幻像
「うわあ」
椅子ごと持ち上げられてそのまま疾風の如く、街をすぎる。
四ツ目の傷は半ば癒えており、良かったと光眼は安堵した。どういう原理なのか分からないが。
「猿!よろしく頼む!」
行き先に待ち構えていたあの猫……サルタビコがフンと鼻を鳴らした。
「猿ではないがね。分かった」
怪訝に思っていると猫の輪郭が揺らぎ、大仰な翼が生えたオオワシと人間が合わさったような生き物に変幻――したように見えた。
が、つかの間視界が暗くなり、どこにいるのかも分からなくなる。
「どこ?!」
暗闇の先に、あの宇宙船が見えた。扉が空いている。あの中に入れば何かまた面白い事が起きるのだろうか。
「い、椅子がっ!」
足は自由だが、身体はまだ椅子にくくりつけられている。
「あの宇宙船に行けば――もっとめちゃくちゃにできるのに!」
もがきながらも手を伸ばす。
「光眼、貴方、宇宙船を壊したなんて何を考えてるのよ」
ふいに背後からあのケイテキの声がしてふりかえった。追いつかれたのかと思ったが、あれは幻だ。

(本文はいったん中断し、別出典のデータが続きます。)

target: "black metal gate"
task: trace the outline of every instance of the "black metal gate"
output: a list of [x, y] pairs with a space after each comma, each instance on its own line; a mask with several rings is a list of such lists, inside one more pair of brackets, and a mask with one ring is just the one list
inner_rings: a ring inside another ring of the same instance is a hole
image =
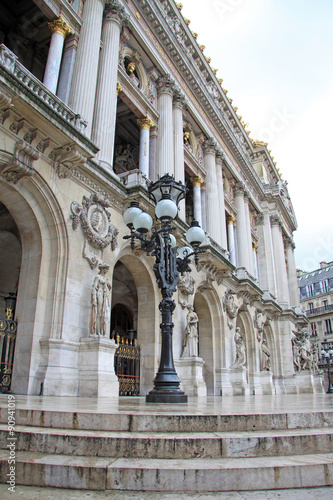
[[11, 318], [8, 311], [6, 318], [0, 318], [0, 389], [8, 392], [12, 383], [17, 321]]
[[140, 394], [140, 347], [136, 340], [120, 339], [114, 357], [115, 372], [119, 381], [119, 396]]

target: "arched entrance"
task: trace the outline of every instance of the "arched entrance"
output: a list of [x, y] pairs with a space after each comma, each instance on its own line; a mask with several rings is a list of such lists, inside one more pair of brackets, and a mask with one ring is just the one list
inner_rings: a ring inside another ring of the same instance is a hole
[[146, 265], [145, 258], [141, 260], [128, 247], [124, 248], [113, 273], [111, 336], [117, 333], [112, 328], [118, 327], [126, 341], [126, 325], [135, 330], [134, 338], [141, 351], [141, 395], [152, 388], [159, 356], [159, 301], [153, 283], [152, 267]]

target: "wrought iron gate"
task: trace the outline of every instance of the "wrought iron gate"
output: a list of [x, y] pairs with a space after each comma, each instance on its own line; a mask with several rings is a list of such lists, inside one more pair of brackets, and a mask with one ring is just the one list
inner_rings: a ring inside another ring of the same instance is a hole
[[0, 389], [8, 392], [12, 383], [17, 321], [12, 319], [12, 311], [6, 310], [6, 318], [0, 318]]
[[120, 339], [114, 357], [115, 372], [119, 380], [119, 396], [140, 394], [140, 347], [136, 340]]

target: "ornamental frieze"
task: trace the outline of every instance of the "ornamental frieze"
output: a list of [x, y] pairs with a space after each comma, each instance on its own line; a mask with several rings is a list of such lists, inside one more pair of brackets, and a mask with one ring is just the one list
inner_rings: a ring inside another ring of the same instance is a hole
[[35, 172], [33, 163], [38, 160], [39, 152], [25, 141], [17, 141], [13, 155], [5, 154], [0, 158], [1, 175], [8, 182], [16, 184], [22, 177], [29, 177]]

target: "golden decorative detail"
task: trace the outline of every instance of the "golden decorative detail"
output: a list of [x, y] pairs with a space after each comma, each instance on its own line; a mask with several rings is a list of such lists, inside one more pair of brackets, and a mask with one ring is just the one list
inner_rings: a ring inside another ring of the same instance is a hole
[[245, 133], [246, 133], [246, 135], [250, 135], [251, 134], [251, 130], [245, 130]]
[[135, 63], [132, 61], [130, 63], [128, 63], [127, 65], [127, 68], [126, 68], [126, 72], [128, 75], [132, 75], [135, 71]]
[[184, 17], [184, 21], [185, 21], [185, 23], [186, 23], [186, 24], [187, 24], [187, 26], [188, 26], [188, 25], [190, 24], [190, 22], [191, 22], [191, 19], [185, 19], [185, 17]]
[[272, 160], [274, 160], [274, 156], [271, 156]]
[[58, 17], [55, 21], [51, 21], [47, 23], [49, 29], [52, 31], [52, 33], [60, 33], [64, 38], [66, 38], [67, 35], [70, 34], [72, 31], [72, 28], [68, 26], [68, 24], [65, 23], [61, 19], [61, 17]]
[[256, 252], [258, 250], [258, 245], [256, 243], [254, 243], [254, 241], [252, 242], [252, 249]]
[[135, 13], [135, 17], [136, 17], [137, 19], [140, 19], [140, 17], [141, 17], [141, 16], [140, 16], [139, 12], [136, 12], [136, 13]]
[[198, 175], [196, 177], [190, 177], [190, 181], [192, 182], [193, 187], [201, 186], [203, 184], [203, 179]]
[[136, 120], [137, 124], [139, 125], [140, 127], [140, 130], [141, 129], [146, 129], [146, 130], [150, 130], [150, 127], [153, 127], [154, 126], [154, 122], [152, 122], [149, 118], [148, 118], [148, 115], [145, 116], [145, 118], [138, 118]]
[[277, 162], [276, 161], [273, 161], [274, 165], [276, 166], [277, 165]]
[[222, 90], [223, 90], [223, 92], [224, 92], [225, 94], [227, 94], [227, 93], [229, 92], [229, 90], [227, 90], [227, 89], [222, 89]]
[[217, 71], [218, 71], [217, 68], [212, 69], [212, 72], [214, 73], [214, 75], [216, 75]]
[[205, 50], [206, 46], [205, 45], [199, 45], [199, 49], [203, 52]]
[[182, 8], [183, 8], [183, 4], [182, 3], [176, 3], [176, 5], [177, 5], [177, 9], [178, 10], [182, 10]]
[[6, 307], [6, 319], [13, 319], [13, 309]]
[[271, 154], [272, 150], [271, 150], [271, 149], [268, 149], [268, 152], [269, 152], [269, 154]]
[[244, 128], [248, 127], [248, 125], [249, 125], [248, 123], [245, 123], [244, 120], [241, 121], [241, 124], [243, 125]]
[[193, 35], [193, 38], [195, 38], [195, 39], [198, 38], [198, 33], [195, 33], [194, 31], [192, 31], [192, 35]]
[[237, 118], [238, 118], [239, 120], [242, 120], [242, 118], [243, 118], [243, 117], [242, 117], [242, 115], [237, 115]]
[[230, 224], [232, 225], [234, 222], [235, 222], [235, 217], [233, 217], [232, 215], [227, 215], [227, 224]]
[[184, 132], [184, 144], [189, 144], [190, 133]]
[[228, 101], [232, 103], [233, 99], [231, 99], [231, 97], [228, 97]]
[[119, 92], [121, 92], [122, 90], [123, 90], [123, 88], [120, 85], [120, 83], [117, 83], [116, 94], [119, 95]]
[[223, 78], [219, 78], [217, 81], [219, 82], [220, 85], [222, 85]]
[[260, 146], [267, 146], [268, 145], [268, 142], [264, 142], [264, 141], [253, 141], [253, 146], [255, 148], [259, 148]]
[[233, 106], [235, 113], [238, 111], [237, 106]]
[[211, 58], [211, 57], [208, 57], [208, 56], [205, 56], [205, 57], [206, 57], [206, 61], [207, 61], [208, 63], [210, 63], [210, 61], [212, 60], [212, 58]]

ケイテキと自分自身が話し合う、というか一方的に詰め寄られていた。
「ごめんね。だって、あの宇宙船、動かしたら……」
ヘラヘラしつつも光眼は言う。
「元の世界ごとめちゃくちゃになっちゃうって知ったから」
「……あれがボク? あんな事いうのが、ボク?」
到底あり得ない。
「……。そう、なら詳しく説明してよね」
二人はどこかへ歩いていった。それを唖然として眺めて、分類できない感情に苛まれるしかない。